Chinese Foreign Ministry spokesman Geng Shuang gestures as he speaks during a daily briefing at the Ministry of Foreign Affairs office in Beijing, Monday, Sept. 4, 2017 (Photo:AP)
China said on Monday it had lodged an official protest with its ally North Korea following Pyongyang's largest-ever nuclear weapons test.
The massive explosion, which Pyongyang claimed was a miniaturised hydrogen bomb, has put the region on edge and raised questions about how Beijing will respond to its neighbour's latest provocation.
China "launched stern representations with the person in charge of the DPRK embassy in China", foreign ministry spokesman Geng Shuang told a regular press briefing, using an acronym for the North's official name.
"China opposes the DPRK in carrying out nuclear missile development and we are committed to denuclearisation of the peninsula. This position is well-known and the DPRK also knows this position perfectly well," he said.

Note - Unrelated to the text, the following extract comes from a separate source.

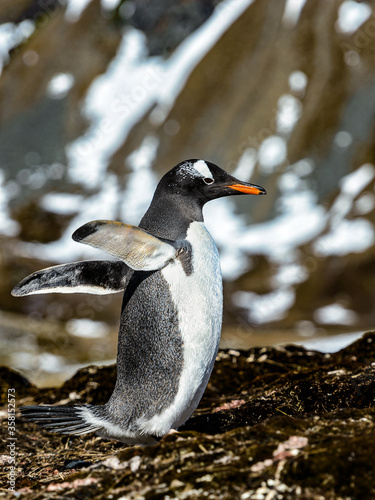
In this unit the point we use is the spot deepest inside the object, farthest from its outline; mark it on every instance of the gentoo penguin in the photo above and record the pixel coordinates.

"The DPRK must be very clear about that, so we hope all parties -- especially the DPRK side -- could exercise restraint and refrain from further escalating the tensions."
Geng did not say whether Beijing, which has long been hesitant to put excessive economic pressure on Pyongyang, would support further sanctions on the regime.
North Korea's announcement of Sunday's test brought strong condemnation from the international community.
The blast was five times larger than the last test a year ago, according to South Korea, and could be felt in Chinese cities hundreds of kilometres from the North's border.
Beijing is Pyongyang's only significant ally and crucial trade partner. It is considered a critical player in efforts to persuade North Korea to abandon its weapons programmes.
It has expressed strong condemnation of Sunday's test, carried out hours before Chinese president Xi Jinping was set to deliver a major speech at a gathering of BRICS nations in southern China.
The US has pushed China to take a tougher stance on North Korea.
On Sunday US President Donald Trump tweeted that he was "considering, in addition to other options, stopping all trade with any country doing business with North Korea".
Geng bristled at the suggestion.
"What is definitely unacceptable to us is that on the one hand we work so hard to peacefully resolve this issue, and on the other hand our interests are sanctioned and jeopardised," he said.
"This should not be the case and this is not fair."